Coronavirus in Schweden
Tödlicher Sonderweg
Der Schutz alter Menschen war Schweden beim Kampf gegen das Virus wichtig - ist aber nicht gelungen. Die Zahl der Opfer ist hoch, wirklich verantwortlich fühlt sich niemand.
Als Schweden sich aufmachte auf seinen Sonderweg in der Corona-Krise, da gab es ein Versprechen an die Alten im Lande: Man werde eine Mauer um sie bauen. Allen war klar: In einer Gesellschaft, die beim Abstandhalten auf Freiwilligkeit setzte statt auf Verbote, mussten die Risikogruppen besonders geschützt werden.
Der Schutz der Alten wurde zu einer zentralen Säule des schwedischen Kurses erklärt.
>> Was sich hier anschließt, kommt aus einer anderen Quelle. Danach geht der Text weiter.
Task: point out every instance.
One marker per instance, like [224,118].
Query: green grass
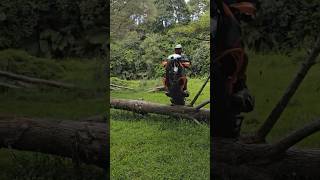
[154,146]
[50,103]
[268,77]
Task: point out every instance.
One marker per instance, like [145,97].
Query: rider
[178,50]
[231,94]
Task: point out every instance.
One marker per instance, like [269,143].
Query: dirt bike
[175,82]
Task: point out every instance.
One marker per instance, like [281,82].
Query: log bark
[120,87]
[82,141]
[33,80]
[157,89]
[144,107]
[236,160]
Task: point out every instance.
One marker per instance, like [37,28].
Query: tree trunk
[82,141]
[144,107]
[236,160]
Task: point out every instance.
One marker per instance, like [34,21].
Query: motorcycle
[175,81]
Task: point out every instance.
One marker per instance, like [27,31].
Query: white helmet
[178,46]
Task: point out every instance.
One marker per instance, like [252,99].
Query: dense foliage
[55,28]
[283,25]
[143,35]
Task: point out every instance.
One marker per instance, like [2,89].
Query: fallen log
[33,80]
[157,89]
[239,161]
[120,87]
[144,107]
[82,141]
[9,86]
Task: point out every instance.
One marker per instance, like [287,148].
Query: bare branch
[23,78]
[295,137]
[201,105]
[199,92]
[282,104]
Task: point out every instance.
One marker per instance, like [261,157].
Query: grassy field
[268,77]
[154,146]
[49,103]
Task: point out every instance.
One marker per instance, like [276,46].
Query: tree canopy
[144,33]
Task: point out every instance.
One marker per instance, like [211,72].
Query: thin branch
[296,137]
[282,104]
[199,92]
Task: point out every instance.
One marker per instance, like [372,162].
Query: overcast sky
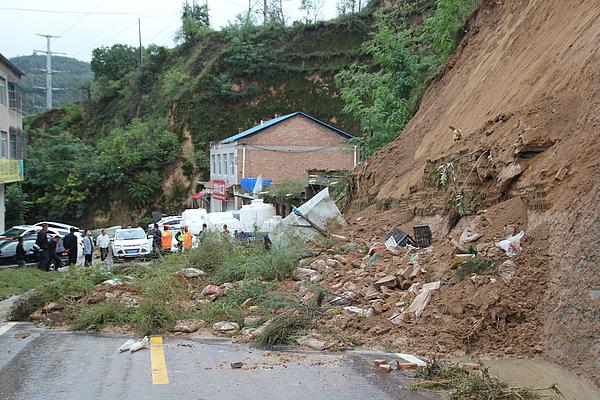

Und spätestens kurz vor Ostern war klar: Dieser Teil der Strategie war "katastrophal gescheitert", wie das Boulevardblatt Aftonbladet schrieb, sonst ein treuer Befürworter der schwedischen Linie.
Schweden zählt am Montag mit 3256 Corona-Toten mehr als drei Mal so viele Todesfälle durch Covid-19 wie seine Nachbarn Dänemark (529), Finnland (271) und Norwegen (219) zusammen. Und Statistiken des Nationalen Amtes für Gesundheit und Soziales von vergangener Woche zeigen, dass weit mehr als die Hälfte der Todesfälle gezählt wurden in Alten- und Pflegeheimen und unter Menschen, die zu Hause von Pflegediensten betreut wurden. Die Zahlen waren auch hier weit größer als in den Nachbarländern. Schweden habe "die Alten geopfert", titelte der staatliche finnische Sender YLE einmal auf seiner Webseite.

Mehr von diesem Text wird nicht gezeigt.